1. Field of the Invention
The present invention relates to a semiconductor device, and more particularly, to a semiconductor device having a nitride-based semiconductor field effect transistor structure and a method of manufacturing the same.
2. Description of the Related Art
In general, a group III-nitride-based semiconductor including group III elements such as gallium (Ga), aluminum (Al), indium (In), and the like, and nitrogen (N), has characteristics such as a wide energy band gap, high electron mobility, high saturation electron speed, high thermochemical stability, and the like. A nitride-based field effect transistor (N-FET) based on the group III-nitride-based semiconductor is manufactured using a semiconductor material having a wide energy band gap, for example, gallium nitride (GaN), aluminum gallium nitride (AlGaN), indium gallium nitride (InGaN), aluminum indium gallium nitride (AlInGaN), or the like.
A general N-FET has a High Electron Mobility Transistor (HEMT) structure. For example, a semiconductor device having the HMET structure includes a base substrate, a nitride-based semiconductor layer formed on the base substrate, and a source electrode and a drain electrode formed on the semiconductor layer, and a gate electrode formed on the semiconductor layer between the source electrode and the drain electrode.
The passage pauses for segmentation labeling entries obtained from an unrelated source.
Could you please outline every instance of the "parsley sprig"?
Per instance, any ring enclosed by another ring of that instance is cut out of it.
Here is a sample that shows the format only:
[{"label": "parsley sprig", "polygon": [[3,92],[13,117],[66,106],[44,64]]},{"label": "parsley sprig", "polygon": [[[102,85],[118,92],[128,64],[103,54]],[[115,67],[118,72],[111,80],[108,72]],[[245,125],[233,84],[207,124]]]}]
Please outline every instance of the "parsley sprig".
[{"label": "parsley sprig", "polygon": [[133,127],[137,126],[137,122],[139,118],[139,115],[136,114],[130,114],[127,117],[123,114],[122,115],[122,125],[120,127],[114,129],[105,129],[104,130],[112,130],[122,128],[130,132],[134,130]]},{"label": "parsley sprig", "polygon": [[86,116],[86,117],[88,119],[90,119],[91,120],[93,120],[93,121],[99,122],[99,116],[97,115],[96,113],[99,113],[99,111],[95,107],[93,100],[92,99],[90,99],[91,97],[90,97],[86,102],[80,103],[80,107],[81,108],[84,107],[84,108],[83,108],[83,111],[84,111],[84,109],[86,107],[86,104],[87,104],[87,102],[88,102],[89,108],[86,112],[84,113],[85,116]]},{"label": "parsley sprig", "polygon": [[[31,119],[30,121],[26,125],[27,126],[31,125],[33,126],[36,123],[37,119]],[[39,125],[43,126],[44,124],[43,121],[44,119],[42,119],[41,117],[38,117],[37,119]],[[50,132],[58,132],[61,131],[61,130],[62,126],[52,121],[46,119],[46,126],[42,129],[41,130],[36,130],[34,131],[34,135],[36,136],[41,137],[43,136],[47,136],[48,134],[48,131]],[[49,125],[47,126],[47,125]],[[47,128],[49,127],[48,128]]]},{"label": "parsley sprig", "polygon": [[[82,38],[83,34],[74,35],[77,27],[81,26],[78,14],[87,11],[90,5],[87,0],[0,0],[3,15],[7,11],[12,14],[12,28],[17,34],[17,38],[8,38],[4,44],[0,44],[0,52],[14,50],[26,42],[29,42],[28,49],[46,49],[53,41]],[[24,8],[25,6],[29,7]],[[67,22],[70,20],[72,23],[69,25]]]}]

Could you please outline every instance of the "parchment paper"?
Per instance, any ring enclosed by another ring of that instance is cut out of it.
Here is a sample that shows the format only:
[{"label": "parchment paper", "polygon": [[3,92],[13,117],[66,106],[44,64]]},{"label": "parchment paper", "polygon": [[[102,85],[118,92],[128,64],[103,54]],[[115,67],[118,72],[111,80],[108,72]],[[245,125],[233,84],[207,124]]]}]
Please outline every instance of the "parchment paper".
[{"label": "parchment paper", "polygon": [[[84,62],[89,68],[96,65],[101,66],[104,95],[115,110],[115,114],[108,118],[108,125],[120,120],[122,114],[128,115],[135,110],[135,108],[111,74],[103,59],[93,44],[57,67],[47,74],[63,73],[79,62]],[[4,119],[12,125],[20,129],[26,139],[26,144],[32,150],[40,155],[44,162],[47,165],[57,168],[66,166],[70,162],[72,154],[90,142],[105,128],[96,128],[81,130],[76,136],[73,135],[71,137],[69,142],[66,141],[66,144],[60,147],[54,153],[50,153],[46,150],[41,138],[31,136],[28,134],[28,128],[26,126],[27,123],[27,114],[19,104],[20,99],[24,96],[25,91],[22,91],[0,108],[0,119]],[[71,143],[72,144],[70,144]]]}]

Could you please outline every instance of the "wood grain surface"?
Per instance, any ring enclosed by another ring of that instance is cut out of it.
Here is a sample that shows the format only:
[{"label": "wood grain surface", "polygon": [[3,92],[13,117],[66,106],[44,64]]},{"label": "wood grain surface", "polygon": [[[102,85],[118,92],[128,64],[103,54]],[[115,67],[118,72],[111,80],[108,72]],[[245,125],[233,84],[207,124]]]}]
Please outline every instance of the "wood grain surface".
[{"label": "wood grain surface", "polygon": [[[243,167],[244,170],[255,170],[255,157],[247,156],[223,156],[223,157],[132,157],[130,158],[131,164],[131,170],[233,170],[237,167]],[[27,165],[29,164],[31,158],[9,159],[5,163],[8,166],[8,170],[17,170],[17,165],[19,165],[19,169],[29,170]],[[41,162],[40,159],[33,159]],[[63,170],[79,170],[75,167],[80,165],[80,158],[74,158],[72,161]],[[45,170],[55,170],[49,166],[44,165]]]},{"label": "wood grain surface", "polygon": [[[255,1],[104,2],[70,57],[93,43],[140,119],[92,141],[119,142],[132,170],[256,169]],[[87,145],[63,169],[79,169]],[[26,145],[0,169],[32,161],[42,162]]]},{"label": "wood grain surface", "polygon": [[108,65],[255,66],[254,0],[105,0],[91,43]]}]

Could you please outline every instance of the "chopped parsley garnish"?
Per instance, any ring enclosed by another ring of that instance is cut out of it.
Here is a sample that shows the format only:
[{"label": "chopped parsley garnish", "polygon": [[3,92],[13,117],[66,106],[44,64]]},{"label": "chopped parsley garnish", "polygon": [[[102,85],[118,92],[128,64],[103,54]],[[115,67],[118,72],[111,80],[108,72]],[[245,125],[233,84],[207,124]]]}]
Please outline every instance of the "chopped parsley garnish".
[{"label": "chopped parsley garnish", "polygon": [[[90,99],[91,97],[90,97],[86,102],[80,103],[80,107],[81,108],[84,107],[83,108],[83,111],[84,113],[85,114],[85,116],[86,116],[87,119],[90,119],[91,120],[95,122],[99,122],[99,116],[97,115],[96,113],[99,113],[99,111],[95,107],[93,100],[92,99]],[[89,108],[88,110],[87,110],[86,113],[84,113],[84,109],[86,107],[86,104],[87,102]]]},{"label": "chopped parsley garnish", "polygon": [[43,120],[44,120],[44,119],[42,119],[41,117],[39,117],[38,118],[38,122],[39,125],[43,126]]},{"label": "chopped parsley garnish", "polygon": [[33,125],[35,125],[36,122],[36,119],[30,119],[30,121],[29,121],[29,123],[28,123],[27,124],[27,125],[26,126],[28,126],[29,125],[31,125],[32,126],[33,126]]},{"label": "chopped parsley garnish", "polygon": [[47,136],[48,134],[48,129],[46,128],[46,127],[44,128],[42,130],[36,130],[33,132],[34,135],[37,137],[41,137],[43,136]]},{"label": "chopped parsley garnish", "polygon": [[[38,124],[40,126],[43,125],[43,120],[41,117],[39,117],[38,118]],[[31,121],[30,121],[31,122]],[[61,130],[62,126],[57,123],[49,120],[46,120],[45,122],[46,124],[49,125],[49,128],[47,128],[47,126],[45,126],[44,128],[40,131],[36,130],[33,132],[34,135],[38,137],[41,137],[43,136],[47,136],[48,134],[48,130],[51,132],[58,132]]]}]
According to such a semiconductor device, 2-Dimensional Electron Gas (2DEG), used as a current flow path, may be generated inside the semiconductor layer. The N-FET having the above-described structure has conventionally tried to enhance internal pressure and current density at the same time by adjusting a mixing ratio of aluminum (Al) and gallium nitride (GaN) in the epitaxial growth of aluminum gallium nitride (AlGaN). However, this is related to the epitaxial growth, rather than the change of the HEMT structure. Also, there has been an attempt to increase internal pressure by forming a Schottky electrode instead of an ohmic electrode at the time of forming the drain electrode. However, the Schottky contact results in a turn-on voltage between the drain electrode and the source electrode, thereby causing a reduction in the efficiency of the semiconductor device.